Sophie-Anne Herin ci racconta proprio questo tipo di storia, lo si nota subito osservando questi scatti, lo stile che utilizza è una riscrittura della narrazione che ci presenta, si serve di una manomissione stilistica che non può che diventare poetica e dare forma così a un universo di sensazioni e significati al racconto di una vita, quella di Viktoria.

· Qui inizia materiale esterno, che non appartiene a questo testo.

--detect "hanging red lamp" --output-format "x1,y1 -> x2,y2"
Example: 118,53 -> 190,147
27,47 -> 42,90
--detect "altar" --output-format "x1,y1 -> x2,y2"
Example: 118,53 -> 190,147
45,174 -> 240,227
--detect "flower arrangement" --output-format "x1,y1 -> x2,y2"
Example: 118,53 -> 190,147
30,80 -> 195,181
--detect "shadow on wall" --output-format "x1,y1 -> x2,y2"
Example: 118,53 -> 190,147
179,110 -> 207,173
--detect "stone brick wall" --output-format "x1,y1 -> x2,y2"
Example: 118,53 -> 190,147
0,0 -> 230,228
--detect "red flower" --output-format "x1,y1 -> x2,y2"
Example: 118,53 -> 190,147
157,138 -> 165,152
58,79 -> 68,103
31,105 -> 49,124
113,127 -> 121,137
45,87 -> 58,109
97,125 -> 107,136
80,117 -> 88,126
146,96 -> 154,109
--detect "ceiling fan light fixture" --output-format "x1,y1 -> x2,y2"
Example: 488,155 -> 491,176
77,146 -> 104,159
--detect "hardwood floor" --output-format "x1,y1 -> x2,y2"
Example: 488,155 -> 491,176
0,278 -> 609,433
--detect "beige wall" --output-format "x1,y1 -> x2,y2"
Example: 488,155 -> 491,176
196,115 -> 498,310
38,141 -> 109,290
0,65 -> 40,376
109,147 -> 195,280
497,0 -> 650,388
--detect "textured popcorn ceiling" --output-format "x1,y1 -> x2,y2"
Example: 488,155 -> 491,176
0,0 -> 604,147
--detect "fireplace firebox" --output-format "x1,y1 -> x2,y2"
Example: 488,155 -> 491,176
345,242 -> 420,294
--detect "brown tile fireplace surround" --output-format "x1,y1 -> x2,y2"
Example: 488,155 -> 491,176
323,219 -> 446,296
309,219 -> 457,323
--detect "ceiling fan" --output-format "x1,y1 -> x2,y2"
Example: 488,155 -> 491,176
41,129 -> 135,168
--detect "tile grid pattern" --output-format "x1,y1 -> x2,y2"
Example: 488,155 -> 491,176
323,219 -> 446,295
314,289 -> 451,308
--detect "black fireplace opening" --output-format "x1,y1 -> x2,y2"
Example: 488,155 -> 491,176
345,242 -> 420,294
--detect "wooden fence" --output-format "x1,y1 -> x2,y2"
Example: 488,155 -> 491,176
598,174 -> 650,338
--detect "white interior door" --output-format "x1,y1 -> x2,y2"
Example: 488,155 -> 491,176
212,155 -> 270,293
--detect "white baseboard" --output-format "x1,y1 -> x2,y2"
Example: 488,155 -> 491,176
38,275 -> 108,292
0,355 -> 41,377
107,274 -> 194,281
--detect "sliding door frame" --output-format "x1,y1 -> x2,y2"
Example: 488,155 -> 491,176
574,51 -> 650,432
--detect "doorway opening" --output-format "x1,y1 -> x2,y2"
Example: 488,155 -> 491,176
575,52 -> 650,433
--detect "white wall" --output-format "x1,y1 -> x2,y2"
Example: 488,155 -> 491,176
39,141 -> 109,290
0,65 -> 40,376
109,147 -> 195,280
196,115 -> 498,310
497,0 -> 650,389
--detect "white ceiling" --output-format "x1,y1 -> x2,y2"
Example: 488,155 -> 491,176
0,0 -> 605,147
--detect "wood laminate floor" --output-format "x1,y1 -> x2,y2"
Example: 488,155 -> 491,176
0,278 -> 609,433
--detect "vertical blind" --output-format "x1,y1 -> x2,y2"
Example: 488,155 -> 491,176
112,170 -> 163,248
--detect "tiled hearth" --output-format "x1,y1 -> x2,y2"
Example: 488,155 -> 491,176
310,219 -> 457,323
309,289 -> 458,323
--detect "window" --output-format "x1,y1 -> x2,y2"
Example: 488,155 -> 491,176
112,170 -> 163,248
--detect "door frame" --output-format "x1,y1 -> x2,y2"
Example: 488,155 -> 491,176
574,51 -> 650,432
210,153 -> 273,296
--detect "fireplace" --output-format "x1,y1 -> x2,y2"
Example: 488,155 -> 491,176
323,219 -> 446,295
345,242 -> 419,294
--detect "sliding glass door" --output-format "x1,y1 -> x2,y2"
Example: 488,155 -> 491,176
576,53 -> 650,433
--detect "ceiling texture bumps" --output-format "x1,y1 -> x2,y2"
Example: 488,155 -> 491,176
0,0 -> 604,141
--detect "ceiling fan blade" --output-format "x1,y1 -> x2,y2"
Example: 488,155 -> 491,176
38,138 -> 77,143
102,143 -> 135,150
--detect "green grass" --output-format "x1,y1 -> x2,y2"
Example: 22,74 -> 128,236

Viktoria nasce in Ucraina, perde il marito a soli vent'anni, nel suo paese non è concessa a una vedova una seconda possibilità, così decide di partire per l'Italia con l'aiuto di due connazionali. Arrivata a Napoli, Viktoria si ritrova in una situazione di sfruttamento, l'unica scelta è partire, di nuovo, questa volta si dirige a nord, arriva così a Modena dove incontra un uomo col quale vive una storia d'amore e mette al mondo la sua seconda figlia. Purtroppo l'idillio non dura molto, il nuovo compagno la massacra di botte costringendola a rifugiarsi in un centro anti violenza di Modena con i due figli sui quali il padre perde la podestà. È qui che Sophie la incontra e da questo luogo che è a tutti gli effetti un'eterotopia umana e spaziale affrontano insieme il viaggio verso il paese natio di Viktoria, luogo al quale farà ritorno ogni estate per permettere ai figli di conoscere le proprie origini. 
Le fotografie che Sophie è riuscita a scattare durante questo viaggio esprimono una drammaticità che si riconcilia con se stessa, il dolore dal passo pesante e trascinato allontana il ricordo della violenza e si concede quello spazio semplice e silenzioso che ha il volto della dimensione familiare. Eppure la tragedia personale e collettiva non è così distante, sembra resista dietro ogni oggetto, momento o volto immortalato, come una presenza che ha abbandonato il suo aspetto chiassoso e si presenta nella forma elegante dell'immobilità e dei gesti, un gene, una condanna che cammina dentro le vene e si mischia al sangue, anche se il volto appare disteso. L'Ucraina è un paese sconvolto dalla guerra, Viktoria è una donna sconvolta dai suoi personali drammi, cosa ha che fare tutto questo dolore con la famiglia? C'è una linea sottile che unisce micro e macro mondi, un sottile filo di Arianna che funge da ovidotto al cui interno passa il valore della memoria, irrinunciabile per chi voglia dare un senso agli avvenimenti. Ogni fotografia ha un colore comune, una specie di filtro rosso che crea una continuità sanguigna, ma non solo. Questa patina ci consegna un'interpretazione, un sotto testo implicito, non osserviamo la cronaca della vita di una donna, della sua famiglia o del suo paese, ma il denominatore comune che li stringe in un legame parentale, perché è quello che sentiamo che ci rende simili, quel vasto universo che vive sul fondo di ogni storia. Alla fine del labirinto il Minotauro forse non esiste, o forse siamo noi, così come ci raccontiamo, così come ci ricordiamo, nella nostra debolezza e nella nostra forza. Non c'è un mostro capace di divorarci se non abbiamo lasciato che il labirinto ci divorasse per primo.